This is the second of two excerpts comprising the first chapter of Nichole’s debut novel.
The following is reprinted from the book The Unfinished Work of Elizabeth D. by Nichole Bernier. Copyright © 2012 by Nichole Bernier. Published by The Crown Publishing Group, a division of Random House, Inc.
The roadside clutter thinned near the Connecticut line, old tires and abandoned appliances giving way to birches, azaleas, road kill. Trees lined the median like suburban sentries. The sun hadn’t let up and Kate’s sunglasses weren’t doing much to cut the glare, reviving the headache she’d had on and off all day, and yesterday too. A two-day headache. Brain tumor, she thought. Ocular cancer. Aneurysm.
She lowered the window a few inches. A warm wind cleared the recirculated air and the smell of old peanut butter sandwiches.
Several things struck her each time she read Elizabeth’s note, one thing more than the rest. It wasn’t that Elizabeth had kept journals, though there was that, or the wonderment of what such an uncomplicated person could have written. Today I got Jonah and Anna to agree to turkey sandwiches in their lunchboxes. Or the realization that Elizabeth had been so phobic about flying; Kate knew she’d been a bit of a nervous flier, but enough to make a summer addendum to her will before she traveled? And it wasn’t the contradiction that she had been meticulous enough to name a trustee for her journals, but had never followed through with the letter expressing her intentions. What struck Kate most was a single word choice—sensitive. Not a word people used often to describe her. Even with Elizabeth, her most frequent contact in the dailiness of mothering, sensitivity wasn’t something Kate wore on her sleeve. But Elizabeth had seen it. Each time Kate thought of it, she felt the loss of something she hadn’t known she’d had, an unscratched lottery ticket found years too late, a winner.
When Kate first heard about Elizabeth’s trip out west, it was last July. The Spensers stopped for an overnight in Connecticut on their way to the previous summer’s vacation, and the two women had gone walking on the beach, as they did when Kate came back to visit. Elizabeth mentioned her birthday gift from Dave, a long weekend away for a painting workshop. There was an opportunity with a Mexican painter famous for abstract landscapes, she’d said, a workshop guru who almost never left Oaxaca. She spoke in a gush with agitated movements, working a chain of dried seaweed between her fingers like rosary beads.

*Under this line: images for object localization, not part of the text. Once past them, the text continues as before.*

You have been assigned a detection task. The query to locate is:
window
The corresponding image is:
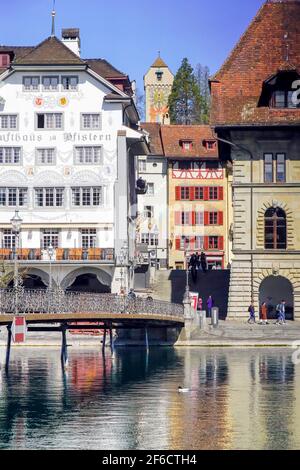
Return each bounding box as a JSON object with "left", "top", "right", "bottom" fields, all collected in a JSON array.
[
  {"left": 208, "top": 236, "right": 219, "bottom": 249},
  {"left": 81, "top": 229, "right": 97, "bottom": 249},
  {"left": 62, "top": 76, "right": 78, "bottom": 91},
  {"left": 74, "top": 146, "right": 102, "bottom": 164},
  {"left": 276, "top": 153, "right": 286, "bottom": 182},
  {"left": 178, "top": 161, "right": 193, "bottom": 170},
  {"left": 0, "top": 115, "right": 17, "bottom": 130},
  {"left": 180, "top": 140, "right": 193, "bottom": 150},
  {"left": 181, "top": 212, "right": 190, "bottom": 225},
  {"left": 139, "top": 160, "right": 147, "bottom": 172},
  {"left": 203, "top": 140, "right": 217, "bottom": 150},
  {"left": 36, "top": 148, "right": 55, "bottom": 165},
  {"left": 0, "top": 147, "right": 21, "bottom": 164},
  {"left": 35, "top": 188, "right": 64, "bottom": 207},
  {"left": 180, "top": 236, "right": 192, "bottom": 251},
  {"left": 2, "top": 229, "right": 15, "bottom": 249},
  {"left": 195, "top": 212, "right": 204, "bottom": 225},
  {"left": 147, "top": 183, "right": 154, "bottom": 195},
  {"left": 144, "top": 206, "right": 154, "bottom": 218},
  {"left": 180, "top": 187, "right": 190, "bottom": 200},
  {"left": 271, "top": 90, "right": 300, "bottom": 109},
  {"left": 265, "top": 207, "right": 287, "bottom": 250},
  {"left": 264, "top": 153, "right": 273, "bottom": 183},
  {"left": 23, "top": 76, "right": 40, "bottom": 91},
  {"left": 209, "top": 212, "right": 218, "bottom": 225},
  {"left": 0, "top": 54, "right": 10, "bottom": 67},
  {"left": 71, "top": 187, "right": 103, "bottom": 207},
  {"left": 41, "top": 229, "right": 59, "bottom": 249},
  {"left": 195, "top": 236, "right": 204, "bottom": 250},
  {"left": 81, "top": 114, "right": 101, "bottom": 130},
  {"left": 195, "top": 187, "right": 204, "bottom": 200},
  {"left": 42, "top": 76, "right": 59, "bottom": 91},
  {"left": 0, "top": 187, "right": 27, "bottom": 207},
  {"left": 37, "top": 113, "right": 63, "bottom": 130},
  {"left": 209, "top": 187, "right": 218, "bottom": 200},
  {"left": 141, "top": 233, "right": 158, "bottom": 246}
]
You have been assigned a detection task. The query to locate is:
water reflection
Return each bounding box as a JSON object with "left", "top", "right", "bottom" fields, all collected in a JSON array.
[{"left": 0, "top": 347, "right": 299, "bottom": 449}]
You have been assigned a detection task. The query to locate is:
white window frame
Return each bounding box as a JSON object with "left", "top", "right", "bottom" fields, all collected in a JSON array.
[
  {"left": 81, "top": 229, "right": 97, "bottom": 248},
  {"left": 71, "top": 187, "right": 104, "bottom": 207},
  {"left": 42, "top": 76, "right": 59, "bottom": 92},
  {"left": 0, "top": 114, "right": 18, "bottom": 130},
  {"left": 2, "top": 229, "right": 16, "bottom": 249},
  {"left": 0, "top": 147, "right": 21, "bottom": 164},
  {"left": 36, "top": 148, "right": 56, "bottom": 165},
  {"left": 36, "top": 113, "right": 63, "bottom": 130},
  {"left": 81, "top": 114, "right": 102, "bottom": 130},
  {"left": 34, "top": 187, "right": 64, "bottom": 207},
  {"left": 23, "top": 76, "right": 40, "bottom": 91},
  {"left": 74, "top": 146, "right": 103, "bottom": 165},
  {"left": 0, "top": 187, "right": 28, "bottom": 207},
  {"left": 41, "top": 229, "right": 60, "bottom": 249},
  {"left": 62, "top": 76, "right": 79, "bottom": 91},
  {"left": 147, "top": 182, "right": 154, "bottom": 195}
]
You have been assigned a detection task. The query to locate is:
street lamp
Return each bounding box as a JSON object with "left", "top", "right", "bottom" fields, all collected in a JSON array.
[
  {"left": 119, "top": 242, "right": 128, "bottom": 294},
  {"left": 184, "top": 250, "right": 190, "bottom": 302},
  {"left": 47, "top": 244, "right": 54, "bottom": 291},
  {"left": 10, "top": 210, "right": 23, "bottom": 316},
  {"left": 153, "top": 226, "right": 159, "bottom": 271}
]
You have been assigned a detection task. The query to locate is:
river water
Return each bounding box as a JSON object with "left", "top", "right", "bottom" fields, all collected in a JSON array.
[{"left": 0, "top": 347, "right": 299, "bottom": 450}]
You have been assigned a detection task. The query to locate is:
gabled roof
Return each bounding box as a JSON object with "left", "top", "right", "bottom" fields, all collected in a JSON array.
[
  {"left": 151, "top": 56, "right": 168, "bottom": 68},
  {"left": 210, "top": 0, "right": 300, "bottom": 126},
  {"left": 161, "top": 125, "right": 218, "bottom": 159},
  {"left": 14, "top": 36, "right": 85, "bottom": 65},
  {"left": 86, "top": 59, "right": 126, "bottom": 79},
  {"left": 140, "top": 123, "right": 164, "bottom": 155}
]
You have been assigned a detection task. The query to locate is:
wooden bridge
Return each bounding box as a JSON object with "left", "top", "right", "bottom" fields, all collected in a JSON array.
[{"left": 0, "top": 289, "right": 185, "bottom": 371}]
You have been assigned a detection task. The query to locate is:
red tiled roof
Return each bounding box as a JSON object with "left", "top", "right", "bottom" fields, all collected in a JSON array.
[
  {"left": 160, "top": 125, "right": 218, "bottom": 159},
  {"left": 140, "top": 123, "right": 164, "bottom": 155},
  {"left": 210, "top": 0, "right": 300, "bottom": 126},
  {"left": 86, "top": 58, "right": 127, "bottom": 79}
]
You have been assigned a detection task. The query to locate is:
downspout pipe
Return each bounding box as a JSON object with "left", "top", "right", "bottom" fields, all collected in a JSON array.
[{"left": 213, "top": 135, "right": 254, "bottom": 303}]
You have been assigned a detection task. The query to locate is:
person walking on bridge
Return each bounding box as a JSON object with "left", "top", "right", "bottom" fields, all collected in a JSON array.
[{"left": 207, "top": 295, "right": 214, "bottom": 318}]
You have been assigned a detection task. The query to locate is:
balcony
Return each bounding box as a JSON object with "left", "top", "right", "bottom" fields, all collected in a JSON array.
[{"left": 0, "top": 248, "right": 115, "bottom": 263}]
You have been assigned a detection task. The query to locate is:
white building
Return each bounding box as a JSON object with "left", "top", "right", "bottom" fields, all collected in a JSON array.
[
  {"left": 0, "top": 28, "right": 148, "bottom": 293},
  {"left": 137, "top": 123, "right": 168, "bottom": 269}
]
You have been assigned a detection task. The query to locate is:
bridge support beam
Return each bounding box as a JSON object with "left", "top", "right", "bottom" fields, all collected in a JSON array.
[
  {"left": 102, "top": 327, "right": 107, "bottom": 356},
  {"left": 109, "top": 323, "right": 115, "bottom": 358},
  {"left": 5, "top": 325, "right": 12, "bottom": 373},
  {"left": 60, "top": 325, "right": 68, "bottom": 370}
]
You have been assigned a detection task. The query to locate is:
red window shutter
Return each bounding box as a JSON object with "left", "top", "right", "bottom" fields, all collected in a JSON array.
[
  {"left": 175, "top": 237, "right": 181, "bottom": 250},
  {"left": 204, "top": 187, "right": 209, "bottom": 201},
  {"left": 191, "top": 212, "right": 196, "bottom": 226},
  {"left": 218, "top": 187, "right": 224, "bottom": 201},
  {"left": 204, "top": 211, "right": 209, "bottom": 226},
  {"left": 190, "top": 237, "right": 195, "bottom": 251},
  {"left": 175, "top": 187, "right": 181, "bottom": 201},
  {"left": 218, "top": 211, "right": 223, "bottom": 225},
  {"left": 204, "top": 236, "right": 209, "bottom": 250},
  {"left": 175, "top": 212, "right": 181, "bottom": 225},
  {"left": 189, "top": 187, "right": 195, "bottom": 201},
  {"left": 218, "top": 236, "right": 224, "bottom": 251}
]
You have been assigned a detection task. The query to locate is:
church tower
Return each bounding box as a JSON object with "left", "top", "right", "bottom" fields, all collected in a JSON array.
[{"left": 144, "top": 55, "right": 174, "bottom": 124}]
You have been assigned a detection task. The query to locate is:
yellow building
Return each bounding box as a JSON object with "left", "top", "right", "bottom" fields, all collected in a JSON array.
[
  {"left": 144, "top": 55, "right": 174, "bottom": 124},
  {"left": 160, "top": 125, "right": 231, "bottom": 270}
]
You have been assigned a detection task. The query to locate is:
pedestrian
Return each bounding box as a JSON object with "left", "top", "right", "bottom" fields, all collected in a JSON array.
[
  {"left": 260, "top": 302, "right": 268, "bottom": 325},
  {"left": 189, "top": 253, "right": 198, "bottom": 283},
  {"left": 276, "top": 299, "right": 286, "bottom": 325},
  {"left": 207, "top": 295, "right": 214, "bottom": 317},
  {"left": 197, "top": 297, "right": 203, "bottom": 311},
  {"left": 200, "top": 252, "right": 207, "bottom": 273},
  {"left": 247, "top": 302, "right": 256, "bottom": 324},
  {"left": 127, "top": 288, "right": 136, "bottom": 300}
]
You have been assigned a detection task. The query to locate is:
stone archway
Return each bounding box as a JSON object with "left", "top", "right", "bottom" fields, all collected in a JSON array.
[
  {"left": 61, "top": 267, "right": 112, "bottom": 293},
  {"left": 8, "top": 268, "right": 53, "bottom": 290},
  {"left": 259, "top": 276, "right": 294, "bottom": 320}
]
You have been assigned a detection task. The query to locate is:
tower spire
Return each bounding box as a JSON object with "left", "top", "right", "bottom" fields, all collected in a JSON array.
[{"left": 51, "top": 0, "right": 56, "bottom": 37}]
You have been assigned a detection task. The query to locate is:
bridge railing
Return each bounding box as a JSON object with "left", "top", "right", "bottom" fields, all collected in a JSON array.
[{"left": 0, "top": 289, "right": 184, "bottom": 319}]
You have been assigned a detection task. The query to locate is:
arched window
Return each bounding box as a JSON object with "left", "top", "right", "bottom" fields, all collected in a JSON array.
[{"left": 265, "top": 207, "right": 287, "bottom": 249}]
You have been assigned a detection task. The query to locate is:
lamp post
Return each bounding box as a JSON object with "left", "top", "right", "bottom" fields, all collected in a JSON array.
[
  {"left": 47, "top": 244, "right": 54, "bottom": 292},
  {"left": 119, "top": 242, "right": 128, "bottom": 294},
  {"left": 184, "top": 250, "right": 190, "bottom": 302},
  {"left": 10, "top": 210, "right": 23, "bottom": 316},
  {"left": 153, "top": 227, "right": 159, "bottom": 271}
]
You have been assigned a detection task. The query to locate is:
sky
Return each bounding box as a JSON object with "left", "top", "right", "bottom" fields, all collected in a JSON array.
[{"left": 0, "top": 0, "right": 265, "bottom": 93}]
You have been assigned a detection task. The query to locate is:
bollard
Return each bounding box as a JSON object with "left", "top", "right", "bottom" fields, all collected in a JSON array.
[
  {"left": 211, "top": 307, "right": 219, "bottom": 328},
  {"left": 199, "top": 310, "right": 207, "bottom": 329}
]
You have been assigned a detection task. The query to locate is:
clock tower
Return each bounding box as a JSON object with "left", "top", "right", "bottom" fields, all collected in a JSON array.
[{"left": 144, "top": 54, "right": 174, "bottom": 124}]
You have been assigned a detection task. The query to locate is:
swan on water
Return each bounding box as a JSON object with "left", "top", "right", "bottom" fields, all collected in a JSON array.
[{"left": 178, "top": 386, "right": 190, "bottom": 393}]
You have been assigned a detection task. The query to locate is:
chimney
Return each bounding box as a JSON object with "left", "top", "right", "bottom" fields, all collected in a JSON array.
[{"left": 61, "top": 28, "right": 81, "bottom": 56}]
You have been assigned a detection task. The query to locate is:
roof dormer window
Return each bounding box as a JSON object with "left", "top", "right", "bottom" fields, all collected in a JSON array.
[
  {"left": 203, "top": 139, "right": 217, "bottom": 150},
  {"left": 179, "top": 139, "right": 193, "bottom": 151},
  {"left": 0, "top": 54, "right": 10, "bottom": 67},
  {"left": 259, "top": 71, "right": 300, "bottom": 109}
]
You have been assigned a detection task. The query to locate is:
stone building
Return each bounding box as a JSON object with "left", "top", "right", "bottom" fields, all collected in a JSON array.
[
  {"left": 0, "top": 27, "right": 147, "bottom": 293},
  {"left": 144, "top": 55, "right": 174, "bottom": 124},
  {"left": 210, "top": 0, "right": 300, "bottom": 319}
]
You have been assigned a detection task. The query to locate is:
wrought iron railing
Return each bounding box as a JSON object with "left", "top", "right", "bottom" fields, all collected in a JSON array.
[
  {"left": 0, "top": 248, "right": 115, "bottom": 262},
  {"left": 0, "top": 289, "right": 184, "bottom": 319}
]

It had been strange, such fidgeting from a person usually calm as tranquilizers. Elizabeth called the trip a fortieth birthday present two years early, one she’d requested herself from Dave. She’d found a cheap flight from JFK to Los Angeles on August 9; Joshua Tree was about 120 miles east, and she was even looking forward to the drive alone. A getaway to recharge her batteries, she’d said, as the seaweed strand snapped in her hands. At the time Kate had been surprised. Elizabeth hardly ever traveled, rarely expressed an interest in it. Kate knew Elizabeth used to paint before she and Dave were married and still dabbled here and there, but nothing Kate would have thought worth taking a trip across the country without a baby so young.
That was the last time she’d seen Elizabeth. Her plane never made it past Queens. Officials called it a freak accident, a confluence of bad things—bad wind, bad rudder, a bad call by the pilot. Any deeper consideration of the flight, or the arbitrariness of Elizabeth’s having been on it, was quickly overshadowed by all that came in September.